Although our Constitution states that no religious test should ever be used for public office, atheists have been fighting bigots like Goldman for years to make this right a reality. A unanimous Supreme Court in 1961’s Torcaso v. Watkins ruled that religious qualifications for public office, jury service, and court testimony were unconstitutional.  Although this case should have settled the issue, humanist Herb Silverman spent six years in court in the 1990s to force South Carolina to accept his application to become a notary public without acknowledging God.

Since then we have had one member of Congress publicly announce he does not hold a god-belief while in office—Pete Stark from California—and a small handful of state legislators identify as atheist, humanist, and agnostic. With nearly a quarter of Americans identifying as nontheistic or nonreligious, our democracy is impoverished when these citizens are effectively denied the opportunity to pursue elected and appointed public office. The bigotry exhibited by Goldman must be rejected.

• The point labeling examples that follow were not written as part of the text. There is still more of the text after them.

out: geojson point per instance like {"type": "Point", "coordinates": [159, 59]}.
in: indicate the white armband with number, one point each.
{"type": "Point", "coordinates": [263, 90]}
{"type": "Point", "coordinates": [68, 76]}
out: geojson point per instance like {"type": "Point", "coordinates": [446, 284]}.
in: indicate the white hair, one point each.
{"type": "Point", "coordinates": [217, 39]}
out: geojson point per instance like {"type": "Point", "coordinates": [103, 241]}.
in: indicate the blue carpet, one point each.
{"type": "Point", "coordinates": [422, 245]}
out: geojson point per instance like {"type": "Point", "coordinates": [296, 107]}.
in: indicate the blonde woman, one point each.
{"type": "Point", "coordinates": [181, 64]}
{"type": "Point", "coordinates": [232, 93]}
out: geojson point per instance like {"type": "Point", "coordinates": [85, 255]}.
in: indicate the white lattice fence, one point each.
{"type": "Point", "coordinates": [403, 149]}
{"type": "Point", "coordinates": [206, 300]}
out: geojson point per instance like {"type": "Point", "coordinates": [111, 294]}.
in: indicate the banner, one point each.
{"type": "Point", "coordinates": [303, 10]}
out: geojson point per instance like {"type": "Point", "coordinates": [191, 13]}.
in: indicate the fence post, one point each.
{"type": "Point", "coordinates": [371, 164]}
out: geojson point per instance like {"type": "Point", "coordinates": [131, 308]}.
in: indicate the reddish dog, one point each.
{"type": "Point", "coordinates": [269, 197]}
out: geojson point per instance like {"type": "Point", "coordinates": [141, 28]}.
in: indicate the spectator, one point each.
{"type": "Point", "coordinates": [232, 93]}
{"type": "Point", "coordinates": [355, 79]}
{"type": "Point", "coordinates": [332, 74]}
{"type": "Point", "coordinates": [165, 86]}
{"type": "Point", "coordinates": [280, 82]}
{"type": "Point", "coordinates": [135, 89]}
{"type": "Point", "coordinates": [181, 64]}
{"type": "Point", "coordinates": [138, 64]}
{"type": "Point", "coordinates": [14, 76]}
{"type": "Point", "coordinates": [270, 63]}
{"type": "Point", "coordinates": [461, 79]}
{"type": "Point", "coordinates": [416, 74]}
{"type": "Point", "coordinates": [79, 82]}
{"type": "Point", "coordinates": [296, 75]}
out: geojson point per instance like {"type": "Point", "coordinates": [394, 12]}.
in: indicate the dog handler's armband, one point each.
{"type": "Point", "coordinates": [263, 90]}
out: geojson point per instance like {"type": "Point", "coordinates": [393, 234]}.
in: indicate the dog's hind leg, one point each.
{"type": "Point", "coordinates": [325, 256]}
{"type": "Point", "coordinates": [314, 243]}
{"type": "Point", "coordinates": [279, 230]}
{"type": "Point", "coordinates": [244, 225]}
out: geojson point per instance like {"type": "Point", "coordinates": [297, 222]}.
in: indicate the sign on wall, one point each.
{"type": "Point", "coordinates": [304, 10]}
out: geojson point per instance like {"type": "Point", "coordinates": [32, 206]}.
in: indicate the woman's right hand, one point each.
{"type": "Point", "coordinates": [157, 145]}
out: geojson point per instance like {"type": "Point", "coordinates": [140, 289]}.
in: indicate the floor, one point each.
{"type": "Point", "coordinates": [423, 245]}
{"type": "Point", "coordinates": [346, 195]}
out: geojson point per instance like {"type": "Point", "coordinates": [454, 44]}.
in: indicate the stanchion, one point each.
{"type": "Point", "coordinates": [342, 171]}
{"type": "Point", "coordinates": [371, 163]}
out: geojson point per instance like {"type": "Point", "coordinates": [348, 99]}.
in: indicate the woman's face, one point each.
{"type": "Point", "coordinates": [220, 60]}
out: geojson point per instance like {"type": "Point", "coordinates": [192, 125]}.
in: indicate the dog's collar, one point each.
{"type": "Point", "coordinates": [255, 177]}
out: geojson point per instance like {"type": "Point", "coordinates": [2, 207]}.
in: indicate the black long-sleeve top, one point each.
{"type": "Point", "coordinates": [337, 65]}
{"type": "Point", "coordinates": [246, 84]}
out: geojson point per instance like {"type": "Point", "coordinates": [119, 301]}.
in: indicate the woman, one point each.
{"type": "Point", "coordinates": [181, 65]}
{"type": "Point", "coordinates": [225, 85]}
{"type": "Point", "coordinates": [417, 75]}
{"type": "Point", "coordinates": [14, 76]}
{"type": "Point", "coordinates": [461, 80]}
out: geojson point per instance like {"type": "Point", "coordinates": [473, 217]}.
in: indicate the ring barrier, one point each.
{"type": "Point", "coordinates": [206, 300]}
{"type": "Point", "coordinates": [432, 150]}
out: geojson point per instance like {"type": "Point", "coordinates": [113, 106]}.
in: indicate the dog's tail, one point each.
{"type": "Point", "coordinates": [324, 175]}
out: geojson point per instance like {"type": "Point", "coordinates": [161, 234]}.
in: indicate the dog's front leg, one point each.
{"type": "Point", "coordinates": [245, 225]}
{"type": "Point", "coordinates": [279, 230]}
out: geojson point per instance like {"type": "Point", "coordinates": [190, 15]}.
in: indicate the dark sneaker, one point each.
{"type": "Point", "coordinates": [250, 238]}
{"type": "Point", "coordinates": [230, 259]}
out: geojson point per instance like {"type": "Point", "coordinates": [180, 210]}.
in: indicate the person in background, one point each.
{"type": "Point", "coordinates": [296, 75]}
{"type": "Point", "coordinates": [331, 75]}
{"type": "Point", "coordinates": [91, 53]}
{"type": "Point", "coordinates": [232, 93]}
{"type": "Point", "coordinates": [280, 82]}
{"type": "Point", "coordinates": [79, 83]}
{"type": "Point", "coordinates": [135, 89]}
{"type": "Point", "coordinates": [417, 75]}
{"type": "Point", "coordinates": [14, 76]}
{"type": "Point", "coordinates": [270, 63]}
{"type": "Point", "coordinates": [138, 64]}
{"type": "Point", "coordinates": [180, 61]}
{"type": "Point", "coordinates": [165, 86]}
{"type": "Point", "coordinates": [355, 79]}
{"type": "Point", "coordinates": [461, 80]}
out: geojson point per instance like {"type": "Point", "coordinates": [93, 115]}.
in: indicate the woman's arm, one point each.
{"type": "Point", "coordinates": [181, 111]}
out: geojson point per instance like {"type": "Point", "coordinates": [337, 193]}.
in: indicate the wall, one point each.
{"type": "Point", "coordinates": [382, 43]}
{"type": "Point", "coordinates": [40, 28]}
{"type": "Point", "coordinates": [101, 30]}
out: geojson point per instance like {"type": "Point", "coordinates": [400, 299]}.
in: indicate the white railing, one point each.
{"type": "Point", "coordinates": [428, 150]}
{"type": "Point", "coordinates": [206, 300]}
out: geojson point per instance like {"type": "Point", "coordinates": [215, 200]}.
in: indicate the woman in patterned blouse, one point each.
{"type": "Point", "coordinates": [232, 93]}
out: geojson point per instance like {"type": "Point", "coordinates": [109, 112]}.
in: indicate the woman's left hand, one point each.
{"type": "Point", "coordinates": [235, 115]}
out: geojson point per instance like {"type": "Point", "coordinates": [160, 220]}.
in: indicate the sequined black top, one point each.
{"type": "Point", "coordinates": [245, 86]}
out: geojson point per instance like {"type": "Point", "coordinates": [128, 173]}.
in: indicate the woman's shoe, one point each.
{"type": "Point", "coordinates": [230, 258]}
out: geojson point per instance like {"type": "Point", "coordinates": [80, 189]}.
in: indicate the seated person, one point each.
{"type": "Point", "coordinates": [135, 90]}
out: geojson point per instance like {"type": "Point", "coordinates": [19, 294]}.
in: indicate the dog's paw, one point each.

As for values, those genuinely interested in Tarrant’s should consider her goals to expand Medicaid to aid lower- and middle- income citizens, increase funding for free school breakfasts to better enable children to learn in the classroom, and establish a living wage so people working forty hours a week can have a decent standard of living in their community. If voters support these efforts, then they should weigh them against her opponents’ priorities when casting their vote. Her atheism, just like his religion, shouldn’t matter.